Die Konferenz am 21. Oktober des vergangenen Jahres in Amberg setzte, so teilen Florian Lang und Eberns Bürgermeister Jürgen Hennemann in einer Meldung mit, den formalen Schlusspunkt hinter das Modellprojekt „Marktplatz der biologischen Vielfalt – Bayerische Kommunen setzen auf Biodiversität“ ( Januar 2018 bis März 2022). Die Biodiversitäts-Strategien seien erstellt, knapp 80 Maßnahmen in den Kommunen umgesetzt und feste Unterstützerkreise eingerichtet worden. Entsprechend positiv fiel das Projektfazit auf der Bilanzkonferenz aus. Mit dem Rückblick mochten sich die beteiligten Kommunen aber nicht lange aufhalten. Ihr Blick geht nach vorne, denn das Artensterben ist, so Lang und Hennemann, „ungebremst und bedroht die menschlichen Lebensgrundlagen. Für eine Trendumkehr müssen die Bemühungen intensiviert sowie weitere Städte und Gemeinden für den Biodiversitätsschutz gewonnen werden.“ Das einstimmige Fazit der Teilnehmer im Oktober lautete: Kommunen sind Schlüsselebene im Biodiversitätsschutz.

Dass Kommunen für diese Herausforderung die richtige Handlungsebene sind, konnten die teilnehmenden Städte und Gemeinden laut Meldung eindrucksvoll bestätigen. Ulrike Lorenz, Vorstand des Bayerischen Naturschutzfonds, welcher das Projekt aus Zweckerträgen der GlücksSpirale förderte, würdigte das Modellprojekt: „Der ‚Marktplatz der biologischen Vielfalt’ war richtungsweisend für mehr Biodiversität und für mehr kommunale Lebensqualität. Jede der zehn teilnehmenden Kommunen hat mit dem Projekt einen eigenen Markenkern der Biodiversität herausgearbeitet, der Bewusstsein und Identität schafft.“ Bayernweit seien die zehn Kommunen nun ein starkes Vorbild für mehr Artenvielfalt. Sie trügen entscheidend dazu bei, dass die Biodiversität in den kommunalen Entwicklungsprozessen verankert werde. „Die Förderung des Bayerischen Naturschutzfonds mit rund 700 000 Euro ist gut investiert. Besonders erfreulich ist, dass einige Kommunen bereits langfristige Folgeprojekte für mehr Artenvielfalt umsetzen“, so Lorenz.

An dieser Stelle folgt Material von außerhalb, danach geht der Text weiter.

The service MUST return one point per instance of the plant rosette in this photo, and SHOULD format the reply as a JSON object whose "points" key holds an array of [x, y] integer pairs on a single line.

Nach der Erstellung und dem einstimmigen Beschluss der Biodiversitätsstrategie im Eberner Stadtrat am 24. September 2020 liegt der Fokus der Stadt mittlerweile voll auf der Umsetzung. Die Ergebnisse sind, so Hennemann und Lang, „ mit entsprechenden Maßnahmen für die sechs Handlungsfelder Agrarlandschaft, Wald, Gewässer, Siedlung, Naturerleben und Bewusstseinsbildung sowie Wertschöpfung hinterlegt. Insgesamt wurden 37 Ansätze zur Förderung der Biodiversität in Ebern erarbeitet.“ Einige Starterprojekte haben bereits begonnen beziehungsweise wurden schon umgesetzt. So etwa die Obsternte-Aktion, Blühwiesen, Artenreiche Flächen, regelmäßige Führungen zu den Biodiversität-Hotspots im Stadtwald oder ein Schnittkurs an kommunalen Obstbäumen.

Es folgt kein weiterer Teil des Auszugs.